SPEECH ENHANCEMENT USING WEINER FILTER AND SPATIOTEMPORAL PREDICTION FILTER APPROACH
Keywords:
microphone arrays, noise reduction, Wiener filter, Beamforming, Spatial-Temporal Prediction filter(STP).Abstract
The presence of acoustic noise in audio recordings is an ongoing issue that plagues many
applications. This ambient background noise is difficult to reduce due to its unpredictable
nature. Many single channel noise reduction techniques exist but are limited in that they may
distort the desired speech signal due to overlapping spectral content of the speech and noise. It
is therefore of interest to investigate the use of multichannel noise reduction algorithms to
further attenuate noise while attempting to preserve the speech signal of interest. Specifically,
this paper looks to investigate the use of microphone arrays in conjunction with multichannel
noise reduction algorithms to aid aiding in speaker identification. Recording a speaker in the
presence of acoustic background noise ultimately limits the performance and confidence of
speaker identification algorithms. In situations where it is impossible to control the noise
environment where the speech sample is taken, noise reduction algorithms must be developed
and applied to clean the speech signal in order to give speaker identification software a chance
at a positive identification.

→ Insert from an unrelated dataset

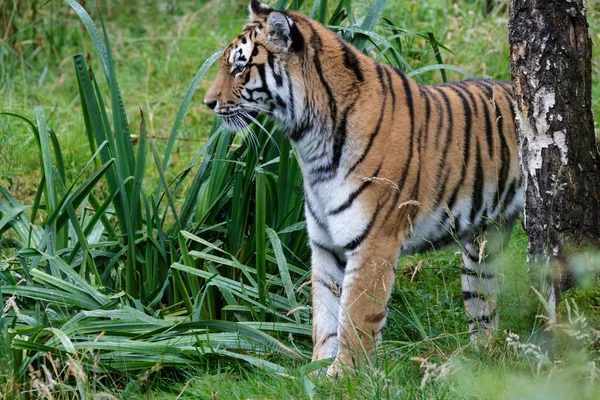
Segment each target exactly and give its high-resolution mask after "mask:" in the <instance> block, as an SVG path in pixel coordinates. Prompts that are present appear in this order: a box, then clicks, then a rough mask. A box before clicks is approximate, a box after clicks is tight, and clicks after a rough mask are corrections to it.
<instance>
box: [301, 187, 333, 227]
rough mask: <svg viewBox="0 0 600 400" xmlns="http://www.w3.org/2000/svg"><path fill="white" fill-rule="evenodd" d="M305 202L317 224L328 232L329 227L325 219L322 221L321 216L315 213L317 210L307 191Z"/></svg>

Due to the limitations of single channel techniques, it is of interest
to see if spatial information provided by microphone arrays can be exploited to aid in speaker
identification. This paper provides an exploration of several time domain multichannel noise
reduction techniques multi-channel Wiener filtering, and Spatial-Temporal Prediction filtering
(STP). Each algorithm is prototyped and filter performance is evaluated using various
simulations and experiments. A threedimensional noise model is developed to simulate and
compare the performance of the above methods and experimental results of three data
collections are presented and analysed. The algorithms are compared and recommendations are
given for the use of each technique. Finally, ideas for future work are discussed to improve
performance and implementation of these multichannel algorithms. Possible applications for
this technology include audio surveillance, identity verification, video chatting, conference
calling and sound source localization.